# Finding Edge Cases

This notebook illustrates the detection and mitigation of certain edge cases in the `specprod` database.

In [1]:
#
# Imports
#
import os
import sys
sys.path.insert(0, os.path.join(os.environ['HOME'], 'Documents', 'Code', 'git', 'desihub', 'specprod-db', 'py'))
import itertools
from sqlalchemy import __version__ as sqlalchemy_version
from sqlalchemy import and_
from sqlalchemy.sql import func
#
# DESI software
#
from desiutil.log import get_logger, DEBUG
from specprodDB import __version__ as specprodDB_version
import specprodDB.load as db
#
# Set the spectroscopic production run.
#
specprod = os.environ['SPECPROD'] = 'fuji'  # Change this to 'guadalupe' if needed.
#
# Working directory.
#
workingdir = os.getcwd()
print(f'sqlalchemy=={sqlalchemy_version}')
print(f'specprodDB=={specprodDB_version}')

sqlalchemy==1.4.46
specprodDB==1.1.0.dev49


In [2]:
#
# For much more output, use DEBUG/verbose mode.
#
# db.log = get_logger(DEBUG)
# postgresql = db.setup_db(schema=specprod, hostname='specprod-db.desi.lbl.gov', username='desi', verbose=True)
db.log = get_logger()
postgresql = db.setup_db(schema='fuji_test', hostname='specprod-db.desi.lbl.gov', username='desi')

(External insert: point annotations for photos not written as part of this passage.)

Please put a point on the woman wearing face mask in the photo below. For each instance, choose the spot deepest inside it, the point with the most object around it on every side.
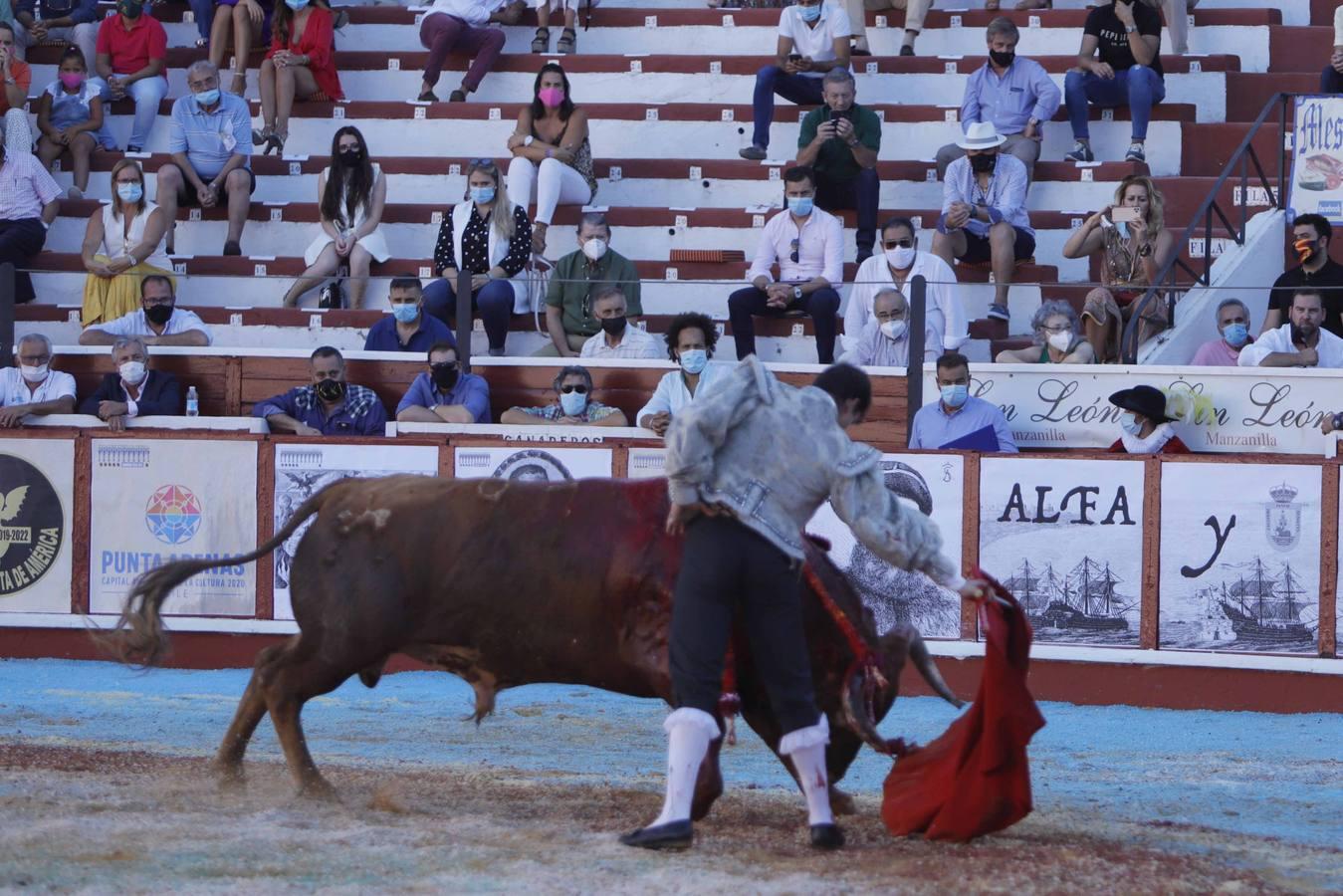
(1134, 246)
(352, 195)
(123, 242)
(491, 238)
(691, 340)
(69, 115)
(551, 152)
(301, 65)
(1057, 338)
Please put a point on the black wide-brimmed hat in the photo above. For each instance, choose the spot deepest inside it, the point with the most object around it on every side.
(1143, 399)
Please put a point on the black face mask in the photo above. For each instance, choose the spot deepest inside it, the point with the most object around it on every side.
(158, 315)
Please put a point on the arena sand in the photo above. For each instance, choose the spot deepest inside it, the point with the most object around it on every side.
(104, 787)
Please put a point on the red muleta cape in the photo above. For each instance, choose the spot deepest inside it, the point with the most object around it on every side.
(974, 780)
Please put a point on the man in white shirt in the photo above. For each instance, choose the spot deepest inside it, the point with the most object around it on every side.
(807, 243)
(618, 337)
(1299, 342)
(895, 266)
(812, 39)
(158, 320)
(34, 387)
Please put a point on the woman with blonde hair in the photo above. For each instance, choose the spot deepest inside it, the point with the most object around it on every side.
(1134, 245)
(123, 242)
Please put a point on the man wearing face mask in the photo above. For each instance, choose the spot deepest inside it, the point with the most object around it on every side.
(1233, 324)
(327, 406)
(445, 394)
(619, 338)
(577, 277)
(958, 418)
(133, 389)
(157, 323)
(33, 387)
(407, 328)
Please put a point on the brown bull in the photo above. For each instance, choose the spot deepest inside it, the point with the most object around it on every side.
(504, 584)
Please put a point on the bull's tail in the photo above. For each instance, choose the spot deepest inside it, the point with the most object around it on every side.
(138, 634)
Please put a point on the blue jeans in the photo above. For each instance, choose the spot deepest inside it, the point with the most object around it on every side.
(146, 95)
(493, 303)
(1139, 88)
(773, 80)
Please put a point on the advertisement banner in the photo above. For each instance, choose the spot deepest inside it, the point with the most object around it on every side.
(303, 470)
(164, 500)
(1066, 539)
(1239, 558)
(1318, 158)
(1231, 408)
(930, 484)
(37, 497)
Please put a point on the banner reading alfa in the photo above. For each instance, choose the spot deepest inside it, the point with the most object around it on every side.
(161, 500)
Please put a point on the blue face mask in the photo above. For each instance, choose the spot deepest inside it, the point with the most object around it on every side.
(955, 395)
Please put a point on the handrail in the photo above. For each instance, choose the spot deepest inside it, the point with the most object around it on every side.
(1163, 288)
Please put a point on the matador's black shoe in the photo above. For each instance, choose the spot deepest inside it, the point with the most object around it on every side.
(674, 834)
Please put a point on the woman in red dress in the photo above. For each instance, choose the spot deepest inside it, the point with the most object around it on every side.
(301, 65)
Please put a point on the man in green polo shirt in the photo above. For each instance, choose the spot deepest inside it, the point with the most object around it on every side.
(839, 141)
(580, 276)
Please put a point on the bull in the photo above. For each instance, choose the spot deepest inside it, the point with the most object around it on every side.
(509, 583)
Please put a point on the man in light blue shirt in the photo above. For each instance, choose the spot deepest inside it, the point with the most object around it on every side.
(957, 419)
(1015, 96)
(210, 141)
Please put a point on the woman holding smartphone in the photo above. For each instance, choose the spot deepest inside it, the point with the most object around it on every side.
(1135, 246)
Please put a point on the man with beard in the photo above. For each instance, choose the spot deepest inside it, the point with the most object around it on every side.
(1299, 342)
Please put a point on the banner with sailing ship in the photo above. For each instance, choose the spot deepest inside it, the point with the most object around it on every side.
(1066, 539)
(1239, 558)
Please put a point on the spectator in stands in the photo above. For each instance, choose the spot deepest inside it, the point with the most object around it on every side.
(573, 404)
(327, 406)
(350, 196)
(123, 243)
(131, 51)
(33, 387)
(407, 328)
(839, 142)
(210, 141)
(915, 14)
(1145, 427)
(812, 39)
(1128, 72)
(691, 340)
(445, 394)
(491, 238)
(1311, 235)
(885, 338)
(1058, 338)
(551, 152)
(807, 243)
(27, 207)
(984, 211)
(1301, 341)
(576, 278)
(246, 23)
(1014, 95)
(69, 115)
(73, 22)
(1135, 246)
(1233, 324)
(899, 262)
(133, 389)
(462, 27)
(158, 322)
(958, 418)
(301, 65)
(618, 337)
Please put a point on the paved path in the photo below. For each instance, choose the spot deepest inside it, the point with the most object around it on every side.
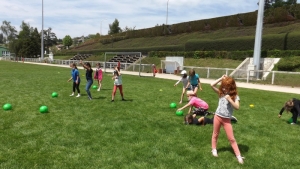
(284, 89)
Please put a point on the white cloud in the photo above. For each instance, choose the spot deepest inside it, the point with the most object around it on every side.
(79, 17)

## Finding Anomalous Targeting

We are trying to identify objects that appear on multiple tiles that have the same `targetid` and `survey`, but different targeting bits on different tiles. However, in principle, we don't care about cases where the `targetid`, `tileid` only appears as a potential target.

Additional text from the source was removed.